It is hard to think of an area of alternatives that has grown as quickly as the secondaries market. On one hand, it means more investment opportunities and more potential for generating carry and fees. On the other, it is an eternal struggle to find enough people with the skills to do the work.
The pivot away from the purchase of limited partnership stakes towards GP-led deals has added to this. In the space of a few years, the array of skills required on the buy- and sell-side has become far deeper and broader.
“Historically, there was a view that a fund of funds investor could move to be a secondaries investor… because if you were doing LP interests, the need to understand underlying asset values wasn’t as acute,” Simon Nixon, managing director at recruitment firm Carpenter Farraday, tells Private Equity International.
“Now… the ability to do the financial analysis and diligence at an asset level comes to the fore.”
While at a junior level firms can bring people in from the M&A world and train them up, this is more difficult in mid-level positions where people are expected to hit the ground running.

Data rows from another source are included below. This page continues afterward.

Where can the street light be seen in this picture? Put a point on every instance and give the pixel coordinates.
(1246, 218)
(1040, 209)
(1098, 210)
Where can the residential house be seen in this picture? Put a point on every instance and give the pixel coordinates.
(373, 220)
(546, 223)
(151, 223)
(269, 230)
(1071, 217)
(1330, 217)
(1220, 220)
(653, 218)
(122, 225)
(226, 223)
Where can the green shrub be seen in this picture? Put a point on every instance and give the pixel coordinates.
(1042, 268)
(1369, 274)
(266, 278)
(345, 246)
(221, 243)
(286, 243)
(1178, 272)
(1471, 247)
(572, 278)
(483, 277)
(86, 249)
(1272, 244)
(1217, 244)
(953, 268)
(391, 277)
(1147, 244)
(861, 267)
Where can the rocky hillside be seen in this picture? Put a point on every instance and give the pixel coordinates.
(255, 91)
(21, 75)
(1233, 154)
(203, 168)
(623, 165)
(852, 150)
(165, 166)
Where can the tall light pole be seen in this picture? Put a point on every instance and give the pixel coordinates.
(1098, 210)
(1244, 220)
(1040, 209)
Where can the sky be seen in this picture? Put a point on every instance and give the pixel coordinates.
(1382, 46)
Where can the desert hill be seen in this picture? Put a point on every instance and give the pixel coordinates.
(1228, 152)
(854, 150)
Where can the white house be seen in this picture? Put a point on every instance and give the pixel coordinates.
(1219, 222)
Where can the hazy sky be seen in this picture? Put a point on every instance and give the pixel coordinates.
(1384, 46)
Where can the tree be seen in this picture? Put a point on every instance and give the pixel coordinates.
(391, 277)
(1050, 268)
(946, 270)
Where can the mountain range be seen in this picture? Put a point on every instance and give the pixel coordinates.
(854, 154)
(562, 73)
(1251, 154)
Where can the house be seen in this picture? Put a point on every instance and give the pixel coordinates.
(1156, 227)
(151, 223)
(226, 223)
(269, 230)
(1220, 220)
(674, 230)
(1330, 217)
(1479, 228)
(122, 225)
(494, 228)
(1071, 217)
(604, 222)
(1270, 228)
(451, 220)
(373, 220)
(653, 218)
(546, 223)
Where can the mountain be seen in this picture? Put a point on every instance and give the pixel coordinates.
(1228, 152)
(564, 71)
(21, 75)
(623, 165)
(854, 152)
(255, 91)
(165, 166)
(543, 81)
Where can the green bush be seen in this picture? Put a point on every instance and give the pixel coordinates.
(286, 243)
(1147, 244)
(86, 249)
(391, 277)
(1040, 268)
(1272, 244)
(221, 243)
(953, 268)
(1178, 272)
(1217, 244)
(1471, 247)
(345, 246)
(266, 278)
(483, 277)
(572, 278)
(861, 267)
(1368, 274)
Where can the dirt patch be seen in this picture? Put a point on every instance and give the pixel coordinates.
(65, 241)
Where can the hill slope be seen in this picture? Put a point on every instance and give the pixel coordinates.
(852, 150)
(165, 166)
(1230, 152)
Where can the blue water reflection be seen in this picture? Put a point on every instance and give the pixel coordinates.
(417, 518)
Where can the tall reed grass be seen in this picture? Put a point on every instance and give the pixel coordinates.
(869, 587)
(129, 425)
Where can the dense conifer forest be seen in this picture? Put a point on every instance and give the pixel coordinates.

Competition in this space is fierce and secondaries professionals are becoming increasingly aware of their market value.
Several mid-level professionals PEI spoke to note that the volume of calls from recruiters has increased appreciably. Large buyside entrants, such as TPG and Brookfield, are making people think carefully about how they are compensated and question whether they might be better off elsewhere.
“We are caught in that little sweet spot,” says one New York-based principal with a secondaries firm. “The last time a crisis happened returns were really good; everyone who moved to deploy money made money and now it’s happening again. You have a chance to move to fresh pools of capital that are really large and if the same pattern repeats, you have the chance to take a bigger slice of an even bigger pie.”
The fight for talent is even more fierce on the advisory side. So far in 2021, boutique advisor M2O has hired Evercore vice-president Jake Stuiver to work on LP portfolio deals; Evercore senior managing director Rodney Reid was announced as new private funds head at Moelis & Co; PJT Partners tapped Morgan Stanley for its new Asian secondaries head; and two PJT directors left to start the secondaries advisory business at Rothschild & Co.
According to one New York-based advisory managing director, far more is now expected of an advisor. A lack of resources means advisors have to prioritise GP-led mandates with the highest chance of succeeding, pushing aside a world of trickier, but potentially lucrative deals.
“In the past, if a HarbourVest or AlpInvest took hold of a deal they would recommend certain transaction options,” he says.
“Now a lot of that is done on the advisory side. Not only do you need to know everything about the deal you are bringing but everything else that is out there. Where are terms trending and what are the sticking points for buyers?”
The increasing complexity of the secondaries market should make it attractive to a wider pool of candidates, particularly those from direct investing backgrounds. In most instances, an executive will be able to do a greater volume and range of deals working for a secondaries fund than for a buyout fund, Nixon says. It is just a question of getting that message across: “Because of the legacy of secondary investing, most people think of LP investing, which some find a little dry.”